Demand and supply are basic aspects of economics. Demand and supply of a commodity or goods like gold can be determined with several factors such as; the prevailing market price, income of an individual, preferences, and choices, season, age and gender among many other factors. Of late we have witnessed a peculiar trend in the gold market where there is a decrease in the prices of gold despite the presence of high gold demand. This occurrence is against the law of demand which states that “The high the demand of a commodity the higher its market prices”. Although recent predictions have possed presence of high demand for gold.
We will look at factors that majorly affects the gold market to determine how each is likely to increase or decrease the price of gold.

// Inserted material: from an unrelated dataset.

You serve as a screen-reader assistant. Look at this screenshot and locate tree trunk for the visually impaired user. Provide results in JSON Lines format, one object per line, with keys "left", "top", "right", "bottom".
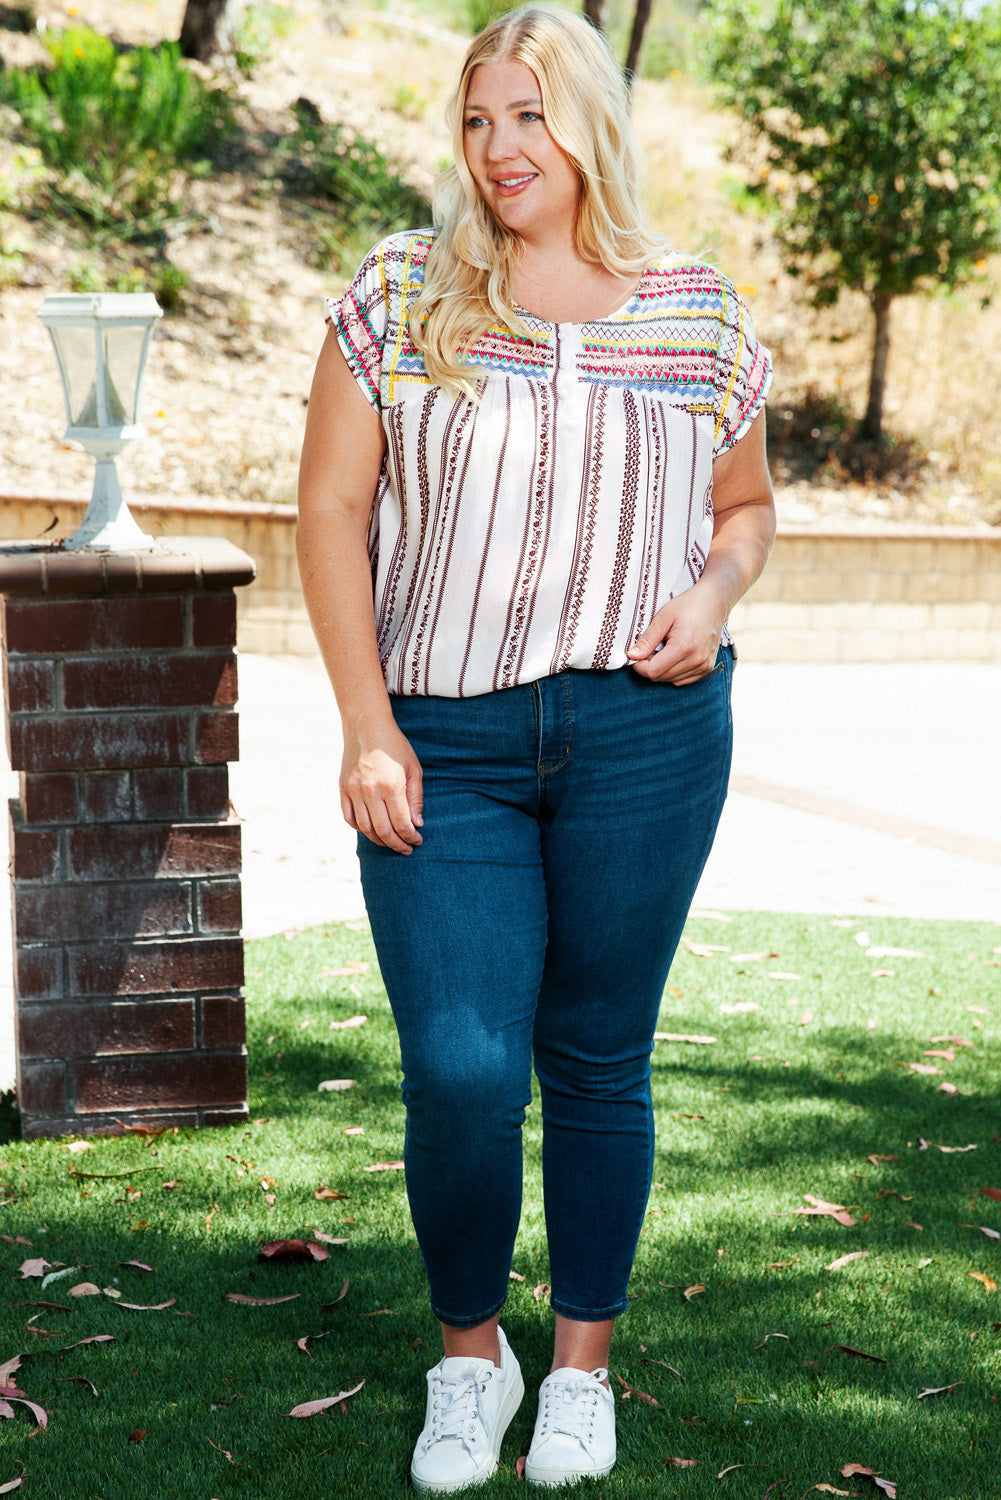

The primary factors that are likely to affect the price of gold this year or in the future are;
- Demand for physical gold
- Central Bank Buying
- Demand for gold ETFs
- New Mine Supply
- Technical indicators
- The US dollar among many other factors
Increase in physical demand for gold does not always increase the price of gold but it increases the interest in gold. High ETFs supply will definitely increase the prices of gold, and we have witnessed a tremendous in ETFs in the recent past. Central banks around the globe hold golds in their reserves. When they feel they want more they buy more thus increasing the demand for gold. With a constant increase in demand with no new supply, there will always be an increase in gold prices since the market supply cannot match its demand.
Therefore given that most factor that determines the prices of gold are most likely to increase then the prices of gold are also most likely to increase year in, year out.